Deb Radcliff: On the Cybercrime Beat
In 1995, I left general assignment newspaper reporting to research what would become a best-selling book about infamous hacker, Kevin Mitnick, while he was on the FBI's most wanted list. Within 12 hours of accepting that assignment, his punk hacker friends found my unlisted number with nothing more than my name and state and called incessantly in the middle of the night. Needless to say, my eyes were opened. I knew the Internet would pose a huge security problem for businesses and home users as they started to adopt home computers.
The dictionary definition of a hacker is someone who tests technology, pushes it past its limits to see where it breaks and then desires to fix it. I spent more than 15 years immersed in hacking communities like the Cult of the Dead Cow (CdC), the l0pht, the Ninja Strike Force (NFC), Digital DawgPound (DDP) and the 2600 club.
So Much Trickery
People are easy to trick in an environment where you can't really confirm who you are talking to or doing business with. Mitnick and his friends were proof of what you could do with a telephone and a dial up modem. Imagine Internet connections directly into the places we do business, and then into our homes, which of course is what followed and now we're overridden with cybercrime.

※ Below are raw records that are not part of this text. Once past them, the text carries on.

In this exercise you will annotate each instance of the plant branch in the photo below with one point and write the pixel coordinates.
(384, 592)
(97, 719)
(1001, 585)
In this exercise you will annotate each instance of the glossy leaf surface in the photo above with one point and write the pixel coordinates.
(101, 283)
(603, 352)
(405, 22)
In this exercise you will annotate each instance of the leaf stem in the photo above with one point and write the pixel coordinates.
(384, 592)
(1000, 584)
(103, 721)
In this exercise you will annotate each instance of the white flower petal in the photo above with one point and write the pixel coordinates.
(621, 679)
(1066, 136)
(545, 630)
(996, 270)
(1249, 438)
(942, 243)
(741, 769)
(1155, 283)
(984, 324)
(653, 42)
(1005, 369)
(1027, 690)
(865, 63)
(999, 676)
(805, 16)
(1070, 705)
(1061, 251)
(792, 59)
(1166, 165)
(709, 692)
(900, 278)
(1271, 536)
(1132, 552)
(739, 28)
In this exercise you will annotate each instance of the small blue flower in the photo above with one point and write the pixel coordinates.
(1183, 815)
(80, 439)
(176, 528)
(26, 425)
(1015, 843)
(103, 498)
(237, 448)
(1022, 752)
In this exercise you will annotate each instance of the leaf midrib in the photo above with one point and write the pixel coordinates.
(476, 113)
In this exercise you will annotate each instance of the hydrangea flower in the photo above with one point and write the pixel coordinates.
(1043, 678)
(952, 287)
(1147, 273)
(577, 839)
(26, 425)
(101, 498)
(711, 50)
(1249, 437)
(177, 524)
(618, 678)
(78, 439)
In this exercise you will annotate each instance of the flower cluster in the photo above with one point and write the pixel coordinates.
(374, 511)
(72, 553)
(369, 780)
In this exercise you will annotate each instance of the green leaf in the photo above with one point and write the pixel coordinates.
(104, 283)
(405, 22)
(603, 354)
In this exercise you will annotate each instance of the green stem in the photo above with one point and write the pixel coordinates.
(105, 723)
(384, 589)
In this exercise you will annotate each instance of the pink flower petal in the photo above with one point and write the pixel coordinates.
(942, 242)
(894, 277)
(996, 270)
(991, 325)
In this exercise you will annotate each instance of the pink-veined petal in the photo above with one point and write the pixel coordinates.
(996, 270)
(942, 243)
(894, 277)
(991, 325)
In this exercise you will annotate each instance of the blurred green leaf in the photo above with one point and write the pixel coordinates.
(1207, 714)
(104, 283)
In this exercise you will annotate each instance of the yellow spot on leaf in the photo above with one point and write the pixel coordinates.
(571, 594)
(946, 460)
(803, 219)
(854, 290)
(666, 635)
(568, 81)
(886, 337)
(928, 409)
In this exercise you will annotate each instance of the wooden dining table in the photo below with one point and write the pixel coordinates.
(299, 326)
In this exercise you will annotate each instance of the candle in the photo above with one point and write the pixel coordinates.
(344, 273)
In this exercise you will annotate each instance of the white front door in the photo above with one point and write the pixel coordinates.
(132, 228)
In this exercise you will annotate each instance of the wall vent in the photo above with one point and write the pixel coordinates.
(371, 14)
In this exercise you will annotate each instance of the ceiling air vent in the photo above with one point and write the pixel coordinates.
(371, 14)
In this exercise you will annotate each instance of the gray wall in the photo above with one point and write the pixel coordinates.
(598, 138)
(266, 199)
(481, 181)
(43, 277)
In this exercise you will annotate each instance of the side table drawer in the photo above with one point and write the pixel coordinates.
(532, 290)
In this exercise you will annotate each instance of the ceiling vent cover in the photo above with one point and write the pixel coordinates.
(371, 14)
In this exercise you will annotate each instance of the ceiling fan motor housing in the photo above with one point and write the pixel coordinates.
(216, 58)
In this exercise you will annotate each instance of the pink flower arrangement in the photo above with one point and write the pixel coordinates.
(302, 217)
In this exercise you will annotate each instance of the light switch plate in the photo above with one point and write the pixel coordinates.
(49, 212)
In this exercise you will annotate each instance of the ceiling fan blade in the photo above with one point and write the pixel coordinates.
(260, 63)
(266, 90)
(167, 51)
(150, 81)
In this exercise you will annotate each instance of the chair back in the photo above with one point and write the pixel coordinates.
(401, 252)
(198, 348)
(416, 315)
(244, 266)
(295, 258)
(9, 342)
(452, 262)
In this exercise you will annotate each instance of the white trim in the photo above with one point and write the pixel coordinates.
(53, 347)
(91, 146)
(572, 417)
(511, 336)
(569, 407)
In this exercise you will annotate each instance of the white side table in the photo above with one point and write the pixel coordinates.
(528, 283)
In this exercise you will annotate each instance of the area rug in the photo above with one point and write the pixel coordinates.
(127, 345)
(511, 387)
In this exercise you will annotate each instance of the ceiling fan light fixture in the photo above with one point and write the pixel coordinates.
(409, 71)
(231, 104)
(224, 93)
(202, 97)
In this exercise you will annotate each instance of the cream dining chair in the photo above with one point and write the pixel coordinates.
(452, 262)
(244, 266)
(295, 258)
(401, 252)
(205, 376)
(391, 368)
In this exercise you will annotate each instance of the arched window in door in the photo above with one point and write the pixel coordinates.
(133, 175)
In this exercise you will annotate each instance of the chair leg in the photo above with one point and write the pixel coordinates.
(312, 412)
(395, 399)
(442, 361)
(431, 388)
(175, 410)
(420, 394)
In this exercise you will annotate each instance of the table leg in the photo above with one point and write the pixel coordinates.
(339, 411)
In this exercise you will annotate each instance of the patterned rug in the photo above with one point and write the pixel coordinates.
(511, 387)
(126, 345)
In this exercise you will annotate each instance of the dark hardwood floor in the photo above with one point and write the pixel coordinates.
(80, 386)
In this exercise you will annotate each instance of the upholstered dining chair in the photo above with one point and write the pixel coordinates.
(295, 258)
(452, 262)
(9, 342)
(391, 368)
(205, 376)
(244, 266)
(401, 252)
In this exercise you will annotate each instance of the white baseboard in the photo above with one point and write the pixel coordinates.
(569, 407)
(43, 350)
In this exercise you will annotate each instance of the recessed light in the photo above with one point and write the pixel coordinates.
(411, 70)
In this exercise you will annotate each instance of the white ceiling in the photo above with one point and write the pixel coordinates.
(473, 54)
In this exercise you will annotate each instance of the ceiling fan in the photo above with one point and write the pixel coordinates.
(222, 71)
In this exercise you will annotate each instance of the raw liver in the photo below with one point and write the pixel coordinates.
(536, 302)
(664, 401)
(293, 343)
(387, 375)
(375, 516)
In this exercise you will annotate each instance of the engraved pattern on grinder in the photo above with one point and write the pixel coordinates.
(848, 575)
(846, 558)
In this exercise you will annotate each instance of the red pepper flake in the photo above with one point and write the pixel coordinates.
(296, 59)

So, I became the first investigative journalist to make cybercrime a beat. My first article, Barbarians at the Firewall for Byte Magazine was so well-regarded that the new cyber field division of the FBI asked to use it for training materials. This was 1996.
Fast-forward to today. I've written hundreds of articles for dozens of print and online publications, spoken at West Point, developed and ran a well-respected cyber security analyst program for the SANS Institute, and now as an independent cyber security author and analyst, I've published my first book, Breaking Backbones, part 1 of the hacker trilogy.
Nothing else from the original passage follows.